Sunset Over the Horizon screened as part of this year’s Cinema at Sea.

Trailer (English subtitles)

The Love in Okinawa (琉球之戀, Lin Fu-Ti, 1968)

Though he may be captain of his own boat, a young man finds himself powerless in the matters of love in Lin Fu-Ti’s Taiyupian romance, The Love in Okinawa (琉球之戀). Long thought lost and recently restored from a Mandarin-dubbed print discovered in San Francisco’s Chinatown, the film was a collaboration between Taiwan and locally based film companies completed shortly before the islands’ return to Japanese sovereignty after an extended period of American occupation. Though the two nations share a degree of common ground in their experience of Japanese colonialism, the film seems to suggest that nothing really good comes of trying to do business here and events might have progressed differently if the family had not delayed its return to Taiwan.
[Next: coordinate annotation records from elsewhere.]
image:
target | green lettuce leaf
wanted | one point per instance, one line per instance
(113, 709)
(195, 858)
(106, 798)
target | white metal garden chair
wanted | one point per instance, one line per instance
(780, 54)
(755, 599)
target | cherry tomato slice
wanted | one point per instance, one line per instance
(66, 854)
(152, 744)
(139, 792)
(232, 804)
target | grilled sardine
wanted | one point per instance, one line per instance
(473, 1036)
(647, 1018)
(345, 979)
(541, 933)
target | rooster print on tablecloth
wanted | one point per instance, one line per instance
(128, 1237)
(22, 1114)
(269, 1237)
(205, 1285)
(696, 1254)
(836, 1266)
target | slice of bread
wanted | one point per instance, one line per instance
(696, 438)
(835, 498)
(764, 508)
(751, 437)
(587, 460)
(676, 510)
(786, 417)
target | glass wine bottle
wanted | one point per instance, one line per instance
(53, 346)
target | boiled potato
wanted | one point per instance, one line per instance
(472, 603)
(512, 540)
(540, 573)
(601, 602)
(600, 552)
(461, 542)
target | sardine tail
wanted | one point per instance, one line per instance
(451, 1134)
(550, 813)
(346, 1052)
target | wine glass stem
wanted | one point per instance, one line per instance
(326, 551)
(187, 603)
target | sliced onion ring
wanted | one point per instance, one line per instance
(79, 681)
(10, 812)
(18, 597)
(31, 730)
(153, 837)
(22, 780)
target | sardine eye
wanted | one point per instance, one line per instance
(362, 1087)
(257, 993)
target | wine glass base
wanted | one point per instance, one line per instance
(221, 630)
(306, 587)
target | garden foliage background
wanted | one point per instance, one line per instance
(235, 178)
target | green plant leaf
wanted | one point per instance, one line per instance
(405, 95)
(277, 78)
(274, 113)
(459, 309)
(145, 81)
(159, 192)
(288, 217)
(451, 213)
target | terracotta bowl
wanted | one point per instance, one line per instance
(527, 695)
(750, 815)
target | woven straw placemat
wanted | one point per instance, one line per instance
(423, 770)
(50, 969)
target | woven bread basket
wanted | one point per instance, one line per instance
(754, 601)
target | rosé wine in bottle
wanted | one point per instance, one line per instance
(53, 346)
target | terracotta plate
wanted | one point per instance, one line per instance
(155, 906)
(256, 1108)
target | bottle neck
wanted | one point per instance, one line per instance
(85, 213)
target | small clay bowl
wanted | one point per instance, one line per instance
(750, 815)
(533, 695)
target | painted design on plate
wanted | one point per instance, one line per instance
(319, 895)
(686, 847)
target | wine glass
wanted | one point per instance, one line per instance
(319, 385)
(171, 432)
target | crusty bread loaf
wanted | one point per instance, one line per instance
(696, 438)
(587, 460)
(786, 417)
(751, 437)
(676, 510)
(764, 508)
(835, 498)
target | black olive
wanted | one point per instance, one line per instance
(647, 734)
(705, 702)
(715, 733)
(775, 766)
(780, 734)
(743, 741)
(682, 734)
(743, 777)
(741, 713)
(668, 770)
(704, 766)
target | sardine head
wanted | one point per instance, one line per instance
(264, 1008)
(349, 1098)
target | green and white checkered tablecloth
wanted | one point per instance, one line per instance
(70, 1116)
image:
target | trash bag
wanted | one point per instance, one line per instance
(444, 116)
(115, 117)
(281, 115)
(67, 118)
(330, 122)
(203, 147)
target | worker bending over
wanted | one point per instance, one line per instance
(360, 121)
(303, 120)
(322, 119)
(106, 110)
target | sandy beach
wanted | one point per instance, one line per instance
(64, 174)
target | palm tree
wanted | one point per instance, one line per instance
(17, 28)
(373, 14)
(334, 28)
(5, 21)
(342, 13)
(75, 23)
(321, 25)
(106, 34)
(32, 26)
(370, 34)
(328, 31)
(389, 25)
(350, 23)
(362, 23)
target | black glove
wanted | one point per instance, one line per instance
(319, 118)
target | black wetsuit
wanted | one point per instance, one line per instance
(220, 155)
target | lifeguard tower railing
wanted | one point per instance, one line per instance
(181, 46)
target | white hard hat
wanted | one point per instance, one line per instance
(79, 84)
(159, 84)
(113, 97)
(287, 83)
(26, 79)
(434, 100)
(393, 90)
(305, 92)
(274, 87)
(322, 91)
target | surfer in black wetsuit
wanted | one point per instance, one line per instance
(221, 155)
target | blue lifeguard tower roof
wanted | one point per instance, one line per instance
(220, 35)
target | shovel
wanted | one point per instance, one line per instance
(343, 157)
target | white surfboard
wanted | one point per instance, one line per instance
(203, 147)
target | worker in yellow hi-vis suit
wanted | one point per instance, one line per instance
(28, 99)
Nevertheless, the real problem is that Hung-hai is a boat captain who in theory possesses the total freedom of the wide open seas yet he is unable to defy his father and marry the woman he loves out of a sense of filial piety. Hung-hai and Hsui-ling were childhood friends and their fathers were once like brothers only to be forced apart by a business dispute ending in a court case which Hung-hai’s father lost. Hsiu-ling’s father’s business later went bust anyway and he has been dead for several years but Hung-hai’s father still harbours fierce resentment towards him. The family went through a period of financial hardship following the court case during which Hung-hai’s mother worked herself to the bone gathering money for their new start. Hung-hai’s father blames his former friend for hastening his wife’s early death which is why he can’t accept Hsiu-ling, to whom he was once like an uncle, as his daughter-in-law.

But on the other hand he also has his own plans for his son’s life which include marrying Yoshiko. Yoshiko is the current “Miss Okinawa” and a minor celebrity who appears on television singing Japanese songs such as Mari Sono’s 1966 hit Yume wa Yoru Hiraku. She is always dressed in kimono, while Hsui-ling wears more westernised contemporary fashions but is later seen in more recognisably Chinese-style after her return to Taiwan. To that extent, Yoshiko represents a closer union with the growing economic powerhouse of Japan as mediated through Okinawa, while Hsui-ling represents an unsullied Taiwan yet one still restrained by increasingly outdated notions of filiality.

Eventually, after a series of ironies, Hung-hai’s father is forced to admit that his authoritarianism and refusal to allow his son to chart his own destiny has destroyed his family’s future. Unable to marry Hsui-ling who thinks that he has married Yoshiko after seeing her announce their engangement on television while he was away on his boat, Hung-hai falls into depression and takes to drink. Though he had long favoured Hung-hai to take over the business over his older son Ah-qin who has a physical disability and was therefore left behind in Taiwan to babysit the domestic business, Hung-hai’s father begins to realise the mistakes he has made and that in this ruined state Hung-hai will never amount to anything nor prove a worthy heir for his business empire.

Ah-qin, meanwhile, is oblivious to all this and the soul of kindness and decency. In some ways, he might play into a stereotypical vision of disabled people as saintly and innocent, yet is unwittingly drawn into his brother’s romantic drama knowing nothing of his father’s animosity towards Hsui-ling and her family nor of his brother’s love for her which is the cause of his depression. He wants only for everyone in his family to be happy, and in the end is willing to sacrifice his own happiness to facilitate it (which is a paradoxical expression of “positive” filiality). Hung-hai had suggested simply running away and eloping to Taiwan but Hsui-ling’s mother was on her deathbed and neither of them really had the stomach to abandon their parents in a “foreign” land. Thus this kind of filiality that divides the lovers is nothing but destructive. Not only does it ruin the family entirely, disrupting the relationship between the brothers as well as between father and sons, but leads only to futility and heartbreak in which true freedom is found only in death.


The Love in Okinawa screens as part of this year’s Cinema at Sea.